2.4. Construction of lncRNA–mRNA Coexpression Networks and lncRNA–mRNA-Pathway Coexpression Network

Genes with higher connectivity in the module were named hub genes. After screening the hub genes, the weights of the coexpression relationship between the hub genes were calculated, and the lncRNA–mRNA and mRNA–mRNA coexpression regulatory relationships were selected to build the lncRNA–mRNA coexpression network. Then, the lncRNA–mRNA network and the significant signaling pathways regulated by mRNAs in module were used to construct the lncRNA–mRNA pathway network. The purpose of constructing the pathway network was to reveal the signaling pathways related to the regulation of lncRNAs to predict the potential mechanisms of lncRNAs in NAFLD.

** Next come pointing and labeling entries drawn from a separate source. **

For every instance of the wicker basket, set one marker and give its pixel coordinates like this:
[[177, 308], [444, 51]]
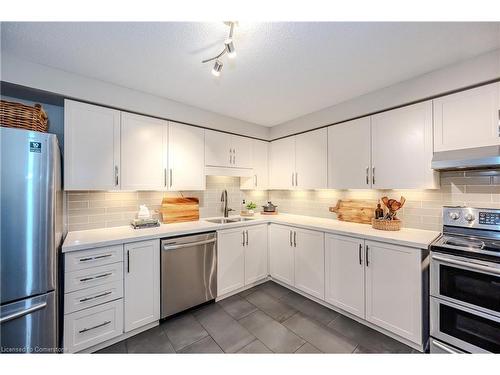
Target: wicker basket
[[382, 224], [21, 116]]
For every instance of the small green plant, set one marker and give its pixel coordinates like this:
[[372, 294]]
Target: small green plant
[[251, 206]]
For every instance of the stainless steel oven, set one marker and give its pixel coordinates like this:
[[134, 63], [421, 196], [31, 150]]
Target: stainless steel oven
[[465, 283]]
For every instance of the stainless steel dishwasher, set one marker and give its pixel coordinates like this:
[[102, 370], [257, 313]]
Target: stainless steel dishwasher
[[188, 272]]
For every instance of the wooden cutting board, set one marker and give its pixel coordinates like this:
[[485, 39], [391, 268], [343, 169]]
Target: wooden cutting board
[[177, 210], [355, 210]]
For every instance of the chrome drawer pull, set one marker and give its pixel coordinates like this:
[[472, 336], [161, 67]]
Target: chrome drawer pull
[[94, 297], [95, 258], [95, 277], [97, 326]]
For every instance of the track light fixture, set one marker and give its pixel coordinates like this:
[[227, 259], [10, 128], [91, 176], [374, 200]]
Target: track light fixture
[[228, 48]]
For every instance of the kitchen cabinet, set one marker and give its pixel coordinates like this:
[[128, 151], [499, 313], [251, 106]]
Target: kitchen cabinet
[[230, 260], [91, 147], [467, 119], [309, 262], [260, 165], [281, 254], [349, 155], [311, 155], [227, 150], [143, 152], [186, 157], [345, 273], [402, 148], [141, 283], [256, 255], [394, 289]]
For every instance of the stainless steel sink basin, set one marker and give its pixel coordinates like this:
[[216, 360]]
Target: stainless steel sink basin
[[226, 220]]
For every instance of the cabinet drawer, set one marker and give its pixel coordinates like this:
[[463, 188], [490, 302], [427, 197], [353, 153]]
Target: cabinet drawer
[[91, 277], [100, 256], [82, 299], [92, 326]]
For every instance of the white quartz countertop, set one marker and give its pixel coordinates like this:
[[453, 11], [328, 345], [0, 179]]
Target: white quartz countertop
[[85, 239]]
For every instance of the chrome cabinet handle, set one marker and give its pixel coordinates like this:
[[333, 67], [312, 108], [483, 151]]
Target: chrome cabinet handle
[[85, 279], [116, 175], [88, 259], [94, 297], [94, 327], [22, 313]]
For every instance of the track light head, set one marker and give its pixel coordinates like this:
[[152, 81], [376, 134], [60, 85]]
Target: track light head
[[217, 68]]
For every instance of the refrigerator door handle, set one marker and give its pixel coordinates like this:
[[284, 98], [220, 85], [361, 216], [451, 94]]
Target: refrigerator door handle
[[22, 313]]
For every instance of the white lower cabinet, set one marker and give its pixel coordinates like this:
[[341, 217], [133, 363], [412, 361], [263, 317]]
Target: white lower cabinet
[[345, 273], [309, 261], [142, 283], [394, 289]]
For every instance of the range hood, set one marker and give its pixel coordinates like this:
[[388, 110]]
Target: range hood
[[470, 158]]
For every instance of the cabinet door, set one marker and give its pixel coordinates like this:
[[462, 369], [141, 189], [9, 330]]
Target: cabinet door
[[282, 163], [91, 147], [402, 148], [394, 289], [143, 152], [242, 152], [260, 160], [345, 273], [186, 157], [281, 254], [309, 262], [142, 283], [218, 149], [467, 119], [255, 253], [311, 155], [230, 260], [349, 155]]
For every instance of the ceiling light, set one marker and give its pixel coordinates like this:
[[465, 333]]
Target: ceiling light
[[217, 68], [228, 48]]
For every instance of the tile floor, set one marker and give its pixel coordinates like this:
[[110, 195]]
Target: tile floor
[[265, 319]]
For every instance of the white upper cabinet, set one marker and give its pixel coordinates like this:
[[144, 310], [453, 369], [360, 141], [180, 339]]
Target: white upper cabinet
[[344, 273], [91, 147], [260, 165], [467, 119], [402, 148], [394, 289], [142, 284], [311, 154], [349, 155], [282, 163], [143, 152], [186, 157], [226, 150]]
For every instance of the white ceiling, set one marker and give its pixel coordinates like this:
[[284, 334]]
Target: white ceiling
[[282, 70]]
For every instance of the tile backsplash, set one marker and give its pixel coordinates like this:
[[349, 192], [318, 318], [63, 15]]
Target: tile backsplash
[[99, 209]]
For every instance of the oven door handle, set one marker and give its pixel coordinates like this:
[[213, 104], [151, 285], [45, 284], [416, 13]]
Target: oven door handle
[[470, 265]]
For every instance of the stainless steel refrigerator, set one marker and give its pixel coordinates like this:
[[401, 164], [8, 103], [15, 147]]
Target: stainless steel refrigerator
[[31, 232]]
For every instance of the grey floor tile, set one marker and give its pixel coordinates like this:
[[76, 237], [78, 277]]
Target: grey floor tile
[[369, 339], [118, 348], [273, 334], [271, 306], [183, 331], [237, 306], [255, 347], [274, 289], [320, 336], [154, 340], [307, 349], [230, 335], [206, 345]]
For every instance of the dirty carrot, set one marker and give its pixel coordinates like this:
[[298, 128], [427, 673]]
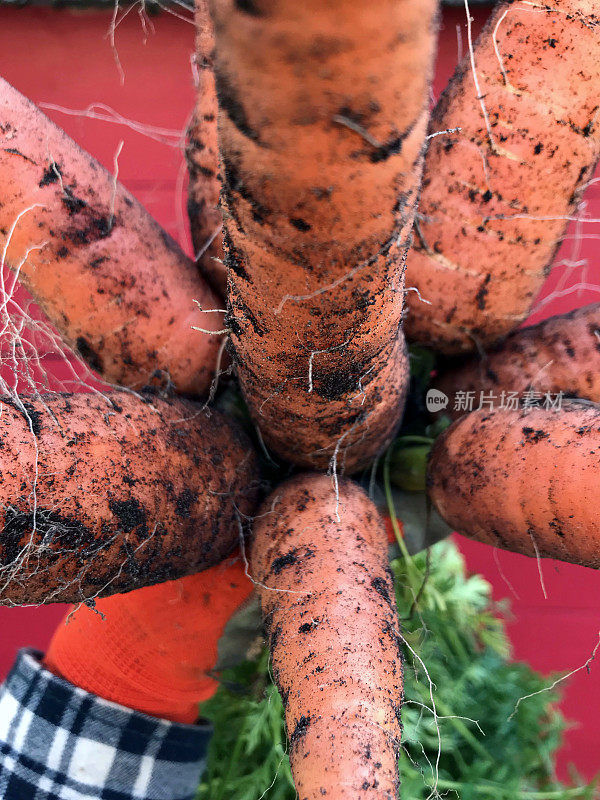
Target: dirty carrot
[[116, 286], [498, 193], [104, 494], [322, 118], [524, 480], [202, 155], [321, 566], [559, 355]]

2.5. Protein–Protein Interaction (PPI) Network Construction

The PPI network analysis was performed with an online tool (STRING; version 11.5; https://cn.string-db.org/ (accessed on 27 May 2022)) [30]. In the present study, all lncRNAs and mRNAs in the modules were analyzed with STRING.

2.6. In Vivo Experiment

The procedure for the animal experiments was approved by the Ethics Committee on the Use of Animals of Southeast University (protocol code 20220225025). We randomly assigned 30 C57BL/6 male mice (5 weeks old) to the control, HFD, or HFD + lycopene group. The HFD group was fed a HFD (60% kcal from fat; D12492; Nanjing-Xietong Inc., China); the HFD + lycopene group was fed a HFD mixed with lycopene (100 mg/kg·d); The control group was fed a normal diet (12% kcal% from fat). All mice were housed in a 12 h light/dark environment and had free access to food and water without fasting. They were sacrificed by cervical dislocation after 10 weeks of feeding, and liver tissues were immediately isolated. Each liver tissue was divided into two parts: one part was frozen in liquid nitrogen and stored at −80 °C; the other part was fixed with 4% paraformaldehyde.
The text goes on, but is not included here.